Adossé contre un mur, assis sur un carton à même le trottoir, juste sous une porte cochère, se tenait un jeune homme. Mignon le jeune, une bonne vingtaine, la barbe rase et des traits déjà burinés, comme ceux d’un baroudeur. Les passants les devinaient à peine sous sa capuche ramenée le plus en avant pour se prémunir du froid piquant de cette fin de journée, à l’heure où la nuit hésitait encore. De toute façon, les gens comme lui étaient invisibles aux yeux des gens pressés. Trop nombreux. Jetés à la rue par la crise, attendant la fin du monde sans plus rien à emporter dans la tombe, là où les autres, eux, l’attendaient aussi, plus ou moins, au milieu de leurs biens.
Le garçon avait l’immobilité d’une statue. Point de casquette ou de boîte posée à proximité de lui pour récolter éventuellement quelques pièces. Point de gros chien ou de petit animal quelconque comme tous ses semblables, du quartier ou d’ailleurs. Juste lui qui n’attendait rien. Qui était-il et comment avait-il atterri ici ? Ça, le conte ne le dira pas tout de suite, car c’est un conte, pas un roman. Encore que… On sait juste que c’est avant que la nuit ne déboule vraiment avec ses myriades de lumières et de guirlandes scintillantes que tout commença.
Un homme s’était approché du garçon recroquevillé sur son carton. Un beau gaillard tout en épaisseur, barbu bûcheron dans un élégant costume de ville taillé sur mesure que laissait entrevoir son long caban de feutre entrouvert. Il se planta devant lui et le détailla un instant du regard. Le bonnet de docker qu’il portait laissait apparaître sur sa nuque des cheveux courts et bruns. Le garçon leva les yeux, sa capuche glissa légèrement et lui dégagea le visage. L’homme sourit avec un air de satisfaction. Il sortit une main de la poche dans laquelle il la tenait au chaud et la tendit au jeune.
-Tiens, grand, prends ça.
Une boule transparente glissa de ses doigts.

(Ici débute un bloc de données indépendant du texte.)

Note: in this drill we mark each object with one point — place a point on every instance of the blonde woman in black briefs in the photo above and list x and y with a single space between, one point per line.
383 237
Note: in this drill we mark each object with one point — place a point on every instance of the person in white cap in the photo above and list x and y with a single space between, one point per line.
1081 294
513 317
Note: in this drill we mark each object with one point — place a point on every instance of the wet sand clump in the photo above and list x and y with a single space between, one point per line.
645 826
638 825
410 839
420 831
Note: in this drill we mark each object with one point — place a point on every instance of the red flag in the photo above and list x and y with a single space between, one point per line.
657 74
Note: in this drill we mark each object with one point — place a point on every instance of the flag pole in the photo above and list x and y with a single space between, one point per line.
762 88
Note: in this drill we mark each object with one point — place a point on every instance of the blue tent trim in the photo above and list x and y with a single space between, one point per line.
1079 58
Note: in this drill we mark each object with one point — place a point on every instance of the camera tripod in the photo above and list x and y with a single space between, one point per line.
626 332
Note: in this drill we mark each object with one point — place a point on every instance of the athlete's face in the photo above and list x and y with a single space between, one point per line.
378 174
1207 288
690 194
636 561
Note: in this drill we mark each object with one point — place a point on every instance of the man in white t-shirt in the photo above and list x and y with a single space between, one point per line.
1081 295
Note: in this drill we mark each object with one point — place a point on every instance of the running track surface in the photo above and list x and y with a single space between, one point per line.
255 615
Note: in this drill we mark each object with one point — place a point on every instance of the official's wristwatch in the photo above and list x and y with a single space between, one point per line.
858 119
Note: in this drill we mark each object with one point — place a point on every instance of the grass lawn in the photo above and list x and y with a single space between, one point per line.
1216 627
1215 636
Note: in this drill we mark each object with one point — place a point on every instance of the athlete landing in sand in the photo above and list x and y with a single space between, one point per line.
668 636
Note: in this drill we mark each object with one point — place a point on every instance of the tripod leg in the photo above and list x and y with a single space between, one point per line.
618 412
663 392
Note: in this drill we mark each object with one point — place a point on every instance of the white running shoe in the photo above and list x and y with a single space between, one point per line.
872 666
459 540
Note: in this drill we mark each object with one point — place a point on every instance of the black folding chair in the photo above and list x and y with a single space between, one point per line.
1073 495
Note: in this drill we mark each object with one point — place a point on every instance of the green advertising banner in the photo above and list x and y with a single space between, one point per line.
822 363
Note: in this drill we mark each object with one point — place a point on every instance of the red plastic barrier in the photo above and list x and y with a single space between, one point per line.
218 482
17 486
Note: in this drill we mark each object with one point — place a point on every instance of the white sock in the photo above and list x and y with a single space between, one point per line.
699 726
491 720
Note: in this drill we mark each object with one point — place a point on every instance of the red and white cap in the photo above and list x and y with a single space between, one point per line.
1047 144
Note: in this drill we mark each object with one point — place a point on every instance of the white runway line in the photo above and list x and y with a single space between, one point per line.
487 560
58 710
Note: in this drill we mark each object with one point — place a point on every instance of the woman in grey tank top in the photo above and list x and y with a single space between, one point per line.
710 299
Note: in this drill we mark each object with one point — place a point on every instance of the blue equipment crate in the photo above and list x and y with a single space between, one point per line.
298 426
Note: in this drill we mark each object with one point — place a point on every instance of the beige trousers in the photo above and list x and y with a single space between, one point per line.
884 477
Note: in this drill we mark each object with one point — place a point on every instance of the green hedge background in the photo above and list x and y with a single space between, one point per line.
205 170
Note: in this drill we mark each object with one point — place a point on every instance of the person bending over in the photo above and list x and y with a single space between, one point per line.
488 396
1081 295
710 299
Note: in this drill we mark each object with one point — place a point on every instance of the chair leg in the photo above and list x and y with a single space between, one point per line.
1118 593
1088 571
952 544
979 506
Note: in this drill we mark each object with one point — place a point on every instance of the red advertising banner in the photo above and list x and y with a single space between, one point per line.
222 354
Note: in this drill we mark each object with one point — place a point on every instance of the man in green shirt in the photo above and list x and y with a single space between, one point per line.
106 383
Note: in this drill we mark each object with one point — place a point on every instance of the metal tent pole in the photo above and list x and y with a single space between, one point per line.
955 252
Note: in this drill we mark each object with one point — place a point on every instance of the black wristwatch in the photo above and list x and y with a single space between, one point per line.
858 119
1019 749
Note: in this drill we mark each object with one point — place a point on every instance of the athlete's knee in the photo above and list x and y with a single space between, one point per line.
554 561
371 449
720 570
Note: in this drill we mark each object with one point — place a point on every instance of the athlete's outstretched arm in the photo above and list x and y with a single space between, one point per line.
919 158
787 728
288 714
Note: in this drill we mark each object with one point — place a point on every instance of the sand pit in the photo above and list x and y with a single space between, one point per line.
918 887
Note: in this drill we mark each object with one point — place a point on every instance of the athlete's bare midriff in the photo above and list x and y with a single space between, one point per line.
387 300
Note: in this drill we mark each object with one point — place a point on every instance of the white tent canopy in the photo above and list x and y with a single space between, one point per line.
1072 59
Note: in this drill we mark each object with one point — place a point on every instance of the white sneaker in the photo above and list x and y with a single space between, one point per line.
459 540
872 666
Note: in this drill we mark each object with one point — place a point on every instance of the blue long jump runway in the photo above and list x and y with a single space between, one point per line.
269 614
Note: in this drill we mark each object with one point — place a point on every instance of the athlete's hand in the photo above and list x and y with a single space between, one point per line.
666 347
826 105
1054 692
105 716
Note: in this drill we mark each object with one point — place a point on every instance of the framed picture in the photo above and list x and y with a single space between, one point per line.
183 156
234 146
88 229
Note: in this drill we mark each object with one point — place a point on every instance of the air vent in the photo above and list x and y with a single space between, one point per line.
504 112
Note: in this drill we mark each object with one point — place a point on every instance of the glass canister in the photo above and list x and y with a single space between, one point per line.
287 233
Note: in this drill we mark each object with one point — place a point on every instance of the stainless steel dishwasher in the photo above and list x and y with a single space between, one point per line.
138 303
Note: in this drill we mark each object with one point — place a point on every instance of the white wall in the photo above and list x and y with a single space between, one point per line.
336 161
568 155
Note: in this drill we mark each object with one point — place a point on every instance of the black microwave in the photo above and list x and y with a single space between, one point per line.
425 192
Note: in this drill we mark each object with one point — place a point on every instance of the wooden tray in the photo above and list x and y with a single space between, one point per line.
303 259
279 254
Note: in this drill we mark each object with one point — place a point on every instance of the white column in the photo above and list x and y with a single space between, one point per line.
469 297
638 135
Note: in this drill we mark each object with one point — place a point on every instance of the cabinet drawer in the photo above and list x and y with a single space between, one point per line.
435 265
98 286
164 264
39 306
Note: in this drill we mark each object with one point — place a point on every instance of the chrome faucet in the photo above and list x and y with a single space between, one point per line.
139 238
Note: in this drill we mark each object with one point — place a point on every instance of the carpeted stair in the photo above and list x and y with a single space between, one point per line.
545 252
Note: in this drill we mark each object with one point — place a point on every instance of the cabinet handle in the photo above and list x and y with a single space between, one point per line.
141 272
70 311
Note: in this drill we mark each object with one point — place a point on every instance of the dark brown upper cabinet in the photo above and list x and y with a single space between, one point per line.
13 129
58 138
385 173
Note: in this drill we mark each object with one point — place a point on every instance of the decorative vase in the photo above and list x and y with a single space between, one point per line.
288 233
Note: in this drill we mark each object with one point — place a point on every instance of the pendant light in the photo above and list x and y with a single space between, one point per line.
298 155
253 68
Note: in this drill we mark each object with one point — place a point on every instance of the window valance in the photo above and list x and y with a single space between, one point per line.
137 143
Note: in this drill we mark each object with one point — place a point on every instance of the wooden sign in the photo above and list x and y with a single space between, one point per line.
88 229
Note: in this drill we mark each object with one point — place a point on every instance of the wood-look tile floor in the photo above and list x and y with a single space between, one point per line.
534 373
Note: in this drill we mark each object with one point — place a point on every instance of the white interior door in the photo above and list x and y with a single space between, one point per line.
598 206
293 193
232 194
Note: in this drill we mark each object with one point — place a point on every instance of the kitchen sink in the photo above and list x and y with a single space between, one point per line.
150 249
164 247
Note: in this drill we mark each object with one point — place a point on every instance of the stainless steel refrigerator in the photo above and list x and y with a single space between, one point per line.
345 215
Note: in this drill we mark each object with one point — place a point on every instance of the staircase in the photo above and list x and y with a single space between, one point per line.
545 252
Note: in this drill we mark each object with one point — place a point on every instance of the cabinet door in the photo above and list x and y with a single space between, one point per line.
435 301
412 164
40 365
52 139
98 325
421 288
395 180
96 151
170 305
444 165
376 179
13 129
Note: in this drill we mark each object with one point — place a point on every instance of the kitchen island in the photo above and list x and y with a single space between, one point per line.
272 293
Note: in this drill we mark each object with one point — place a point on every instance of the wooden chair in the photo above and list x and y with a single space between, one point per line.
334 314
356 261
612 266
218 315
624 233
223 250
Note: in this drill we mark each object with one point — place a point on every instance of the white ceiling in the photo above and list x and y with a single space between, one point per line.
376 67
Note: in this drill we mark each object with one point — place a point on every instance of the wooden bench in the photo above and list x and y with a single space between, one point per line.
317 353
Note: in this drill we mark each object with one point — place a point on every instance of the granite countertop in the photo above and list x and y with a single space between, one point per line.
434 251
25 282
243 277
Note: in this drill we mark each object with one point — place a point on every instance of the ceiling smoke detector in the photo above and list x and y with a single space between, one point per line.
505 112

-Demain, à la tombée de la nuit, casse-la. Joyeux Noël à toi mon gars.
Et le gaillard s’éclipsa. Le garçon n’avait rien eu le temps de dire, pas même un petit merci. Il croisait parfois des gens bizarres comme ça qui lui faisaient l’aumône d’un peu de nourriture ou d’un ticket repas. La pitié, toujours la pitié. Mais personne ne lui avait encore remis pareil objet. Il profita du passage d’un taxi tous feux allumés pour détailler la boule.
Un globe à neige avec un Père Noël à l’intérieur dont seule la tête barbue et blonde sortait des microscopiques copeaux blancs en suspension. Un jouet en somme. Ca lui donnerait peut-être de quoi manger ce soir s’il arrivait à le refiler. Il se souvint de ce que l’homme lui avait dit. La casser demain à la tombée de la nuit.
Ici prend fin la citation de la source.